Der Verfassungsgerichtshof kann die Behandlung einer Be schwerde gemäß Art 144a B VG ablehnen, wenn von der Entscheidung die Klärung einer verfassungsrechtlichen Frage nicht zu erwarten ist (Art144a Abs 2 B VG). Ein solcher Fall liegt vor, wenn zur Beantwortung der maßgebenden Fragen spezifisch verfassungsrecht liche Überlegungen nicht erforderlich sind.

Die vorliegende Beschwerde rügt die Verletzung in näher bezeichneten verfassungsgesetzlich gewährleisteten Rechten. Die gerügten Rechtsverletzungen wären im vorliegenden Fall aber nur die Folge einer – allenfalls grob – unrichtigen Anwendung des einfachen Gesetzes. Spezifisch verfassungsrechtliche Überlegungen sind zur Beantwortung der aufgeworfenen Fragen nicht anzustellen.

Demgemäß wurde beschlossen, von einer Behandlung der Be schwerde, soweit sie sich gegen die Abweisung des Antrages bezüglich der Zuerkennung des Asylstatus richtet, abzusehen.

III. Ergebnis und damit zusammenhängende Ausführungen

1. Der Beschwerdeführer ist somit durch die angefochtene Entscheidung, soweit damit seine Beschwerde gegen die Abweisung des Antrages bezüglich der Zuerkennung subsidiären Schutzes und gegen seine Ausweisung aus dem österreichischen Bundesgebiet nach Afghanistan abgewiesen wird, in dem durch das Bundesverfassungsgesetz BGBl 390/1973 verfassungsgesetzlich gewährleisteten Recht auf Gleichbehandlung von Fremden untereinander verletzt worden.

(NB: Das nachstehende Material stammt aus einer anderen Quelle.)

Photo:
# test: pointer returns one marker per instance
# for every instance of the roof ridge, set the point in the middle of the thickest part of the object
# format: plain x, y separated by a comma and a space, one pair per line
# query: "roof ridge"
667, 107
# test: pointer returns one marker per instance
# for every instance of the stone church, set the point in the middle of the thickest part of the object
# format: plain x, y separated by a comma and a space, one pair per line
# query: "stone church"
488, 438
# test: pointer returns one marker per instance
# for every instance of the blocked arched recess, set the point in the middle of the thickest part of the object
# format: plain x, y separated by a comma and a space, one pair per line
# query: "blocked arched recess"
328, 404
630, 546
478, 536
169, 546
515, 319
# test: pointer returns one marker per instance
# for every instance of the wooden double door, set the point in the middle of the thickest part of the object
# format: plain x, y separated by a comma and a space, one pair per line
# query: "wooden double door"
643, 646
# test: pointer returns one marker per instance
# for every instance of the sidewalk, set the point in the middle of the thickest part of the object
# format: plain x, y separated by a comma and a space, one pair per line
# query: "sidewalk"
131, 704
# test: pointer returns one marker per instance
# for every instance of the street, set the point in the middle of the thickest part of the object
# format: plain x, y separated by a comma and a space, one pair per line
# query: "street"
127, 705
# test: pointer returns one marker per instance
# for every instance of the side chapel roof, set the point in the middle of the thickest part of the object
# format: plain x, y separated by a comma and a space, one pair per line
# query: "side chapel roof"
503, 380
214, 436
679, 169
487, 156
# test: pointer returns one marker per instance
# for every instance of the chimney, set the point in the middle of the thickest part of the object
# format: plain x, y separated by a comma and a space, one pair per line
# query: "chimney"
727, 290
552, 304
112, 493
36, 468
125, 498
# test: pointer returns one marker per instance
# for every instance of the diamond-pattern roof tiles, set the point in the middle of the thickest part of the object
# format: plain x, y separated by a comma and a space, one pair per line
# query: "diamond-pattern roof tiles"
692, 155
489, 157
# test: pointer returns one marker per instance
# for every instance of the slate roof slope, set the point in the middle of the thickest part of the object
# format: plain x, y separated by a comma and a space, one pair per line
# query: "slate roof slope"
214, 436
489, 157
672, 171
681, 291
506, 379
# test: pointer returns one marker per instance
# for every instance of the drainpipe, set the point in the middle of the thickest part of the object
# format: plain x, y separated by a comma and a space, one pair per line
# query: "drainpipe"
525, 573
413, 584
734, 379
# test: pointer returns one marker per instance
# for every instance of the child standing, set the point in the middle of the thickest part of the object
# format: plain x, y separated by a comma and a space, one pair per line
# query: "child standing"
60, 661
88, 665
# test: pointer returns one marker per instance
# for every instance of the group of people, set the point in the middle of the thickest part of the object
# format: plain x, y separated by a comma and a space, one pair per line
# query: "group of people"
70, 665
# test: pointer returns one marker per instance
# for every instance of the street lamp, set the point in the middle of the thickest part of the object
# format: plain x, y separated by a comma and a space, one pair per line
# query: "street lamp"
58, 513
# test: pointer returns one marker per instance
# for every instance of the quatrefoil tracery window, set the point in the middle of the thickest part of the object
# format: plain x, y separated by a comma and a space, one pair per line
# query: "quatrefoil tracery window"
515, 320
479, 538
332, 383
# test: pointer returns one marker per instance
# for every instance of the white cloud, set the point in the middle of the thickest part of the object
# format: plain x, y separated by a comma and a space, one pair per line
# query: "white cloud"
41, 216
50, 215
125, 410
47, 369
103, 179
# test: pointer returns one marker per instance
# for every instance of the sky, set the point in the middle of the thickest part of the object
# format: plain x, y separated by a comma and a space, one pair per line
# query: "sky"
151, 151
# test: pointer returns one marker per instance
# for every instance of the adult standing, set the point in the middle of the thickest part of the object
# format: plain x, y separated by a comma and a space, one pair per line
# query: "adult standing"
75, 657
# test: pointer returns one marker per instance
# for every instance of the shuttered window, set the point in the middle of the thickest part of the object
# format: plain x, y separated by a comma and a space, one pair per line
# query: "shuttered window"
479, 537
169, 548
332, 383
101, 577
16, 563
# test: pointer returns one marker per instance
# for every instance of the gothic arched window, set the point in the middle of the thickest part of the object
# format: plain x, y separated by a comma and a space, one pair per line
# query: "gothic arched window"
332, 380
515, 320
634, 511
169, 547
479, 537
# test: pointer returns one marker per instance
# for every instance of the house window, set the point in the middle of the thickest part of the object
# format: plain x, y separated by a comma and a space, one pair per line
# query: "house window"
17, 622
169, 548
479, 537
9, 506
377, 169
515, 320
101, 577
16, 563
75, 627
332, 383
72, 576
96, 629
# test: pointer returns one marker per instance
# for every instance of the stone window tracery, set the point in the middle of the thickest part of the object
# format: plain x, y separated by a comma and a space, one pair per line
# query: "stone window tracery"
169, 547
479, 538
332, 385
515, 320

Die angefochtene Entscheidung ist daher insoweit aufzuheben, ohne dass auf das weitere Beschwerdevorbringen einzugehen ist.

2. Im Übrigen ist die Behandlung der Beschwerde abzulehnen.

3. Die Kostenentscheidung beruht auf § 88a iVm § 88 VfGG. In den zugesprochenen Kosten ist Umsatzsteuer in der Höhe von € 400,– sowie eine Eingabengebühr gemäß § 17a VfGG in der Höhe von € 220,– enthalten.

4. Diese Entscheidung konnte gemäß § 19 Abs 4 erster Satz iVm § 31 VfGG ohne mündliche Verhandlung in nichtöffentlicher Sitzung getroffen werden.